Os desvios de Itália no orçamento de 2019 são de grande amplitude. Itália deveria reduzir o défice estrutural em seis décimas, e vai engordá-lo em cerca de 1 ponto percentual do PIB, referiu na quarta-feira o vice-presidente da Comissão Europeia, Valdis Dombrovskis, sublinhando que os “números [italianos] falam por si” sobre o que, em outubro, chamou de estratégia “consciente” de incumprimento. No entanto, esta metodologia é contestada. “A Comissão está a sobreavaliar o défice estrutural de Itália, pois estima, de um modo surpreendente, um hiato do produto (output gap) na ordem de 0,5%. Bruxelas calcula que o PIB italiano será ligeiramente superior ao seu nível de pleno emprego. O que é irrealista”, refere-nos Eric Dor, diretor de Estudos Económicos do IESEG em Lille, em França. A consequência desse “irrealismo” da Comissão é importante: “A maior parte dos especialistas estima que o hiato do produto ainda é negativo, entre -1% e -5%, em vez de positivo. Assim, se Bruxelas tivesse em conta esse desvio negativo, o défice estrutural calculado seria inferior, e, por isso, mais próximo das exigências da Comissão”, conclui o economista.

Itália deveria ainda baixar o défice nominal para 0,8% do PIB em 2019, mas, na proposta do Governo, sobe-o para 2,4%. Nas contas da Comissão, será até muito maior, chegará a 2,9%, superior inclusive ao que é previsto para França.

Novo round em dezembro

O relatório da Comissão Europeia sobre a dívida vai agora ser analisado a nível técnico pelos Estados-membros que têm duas semanas para formalizar uma opinião. Se concordarem com a avaliação publicada esta semana, então o executivo dará o próximo passo: informa Itália e os ministros das Finanças da União (reunidos no ECOFIN) sobre a conclusão: a dívida italiana já não cumpre as regras.
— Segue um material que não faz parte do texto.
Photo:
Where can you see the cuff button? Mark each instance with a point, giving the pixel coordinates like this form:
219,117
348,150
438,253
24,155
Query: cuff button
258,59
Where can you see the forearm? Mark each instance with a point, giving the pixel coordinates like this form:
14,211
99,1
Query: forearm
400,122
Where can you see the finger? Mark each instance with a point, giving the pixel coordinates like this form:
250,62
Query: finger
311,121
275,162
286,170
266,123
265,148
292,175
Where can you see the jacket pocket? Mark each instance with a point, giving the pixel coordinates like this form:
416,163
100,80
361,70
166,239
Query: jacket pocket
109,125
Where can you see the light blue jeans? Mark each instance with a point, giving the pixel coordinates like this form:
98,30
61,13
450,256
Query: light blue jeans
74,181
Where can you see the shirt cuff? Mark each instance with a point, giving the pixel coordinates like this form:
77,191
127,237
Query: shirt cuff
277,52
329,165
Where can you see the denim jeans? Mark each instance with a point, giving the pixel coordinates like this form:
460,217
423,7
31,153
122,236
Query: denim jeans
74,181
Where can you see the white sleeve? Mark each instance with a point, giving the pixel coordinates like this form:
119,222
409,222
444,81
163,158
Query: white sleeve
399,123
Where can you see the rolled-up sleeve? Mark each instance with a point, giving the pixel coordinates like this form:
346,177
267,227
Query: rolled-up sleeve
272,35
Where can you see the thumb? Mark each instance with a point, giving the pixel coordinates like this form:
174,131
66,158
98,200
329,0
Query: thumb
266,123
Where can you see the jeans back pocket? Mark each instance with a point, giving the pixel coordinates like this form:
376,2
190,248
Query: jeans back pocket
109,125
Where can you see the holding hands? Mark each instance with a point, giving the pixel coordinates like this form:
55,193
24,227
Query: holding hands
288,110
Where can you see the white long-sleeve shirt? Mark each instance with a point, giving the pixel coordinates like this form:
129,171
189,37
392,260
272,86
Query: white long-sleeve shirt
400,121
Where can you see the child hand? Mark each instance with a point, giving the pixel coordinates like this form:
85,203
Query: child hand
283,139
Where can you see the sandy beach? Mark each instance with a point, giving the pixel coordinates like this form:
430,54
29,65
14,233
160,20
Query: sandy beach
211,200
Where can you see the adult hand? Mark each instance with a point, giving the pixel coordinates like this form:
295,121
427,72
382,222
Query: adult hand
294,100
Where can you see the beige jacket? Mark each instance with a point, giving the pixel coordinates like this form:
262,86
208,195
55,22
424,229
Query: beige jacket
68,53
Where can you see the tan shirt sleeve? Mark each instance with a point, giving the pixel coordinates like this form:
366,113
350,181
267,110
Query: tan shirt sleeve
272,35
A próxima reunião do ECOFIN é já no dia 4 de dezembro. Um dia antes haverá reunião dos ministros das Finanças da Moeda Única (reunidos no Eurogrupo) e Mário Centeno, o presidente, diz que a avaliação que a Comissão fez dos Orçamentos vai ser analisada. Só depois é que a Comissão deverá formalizar uma proposta de abertura de um PDE que, uma vez mais, terá de ser aprovada pelos ministros das Finanças dos 28. Essa recomendação deverá incluir novas metas orçamentais para Itália e estabelecer um prazo para serem cumpridas. O calendário não está fechado, mas ao que o Expresso apurou não é de esperar o lançamento de um PDE contra Itália antes do início de janeiro.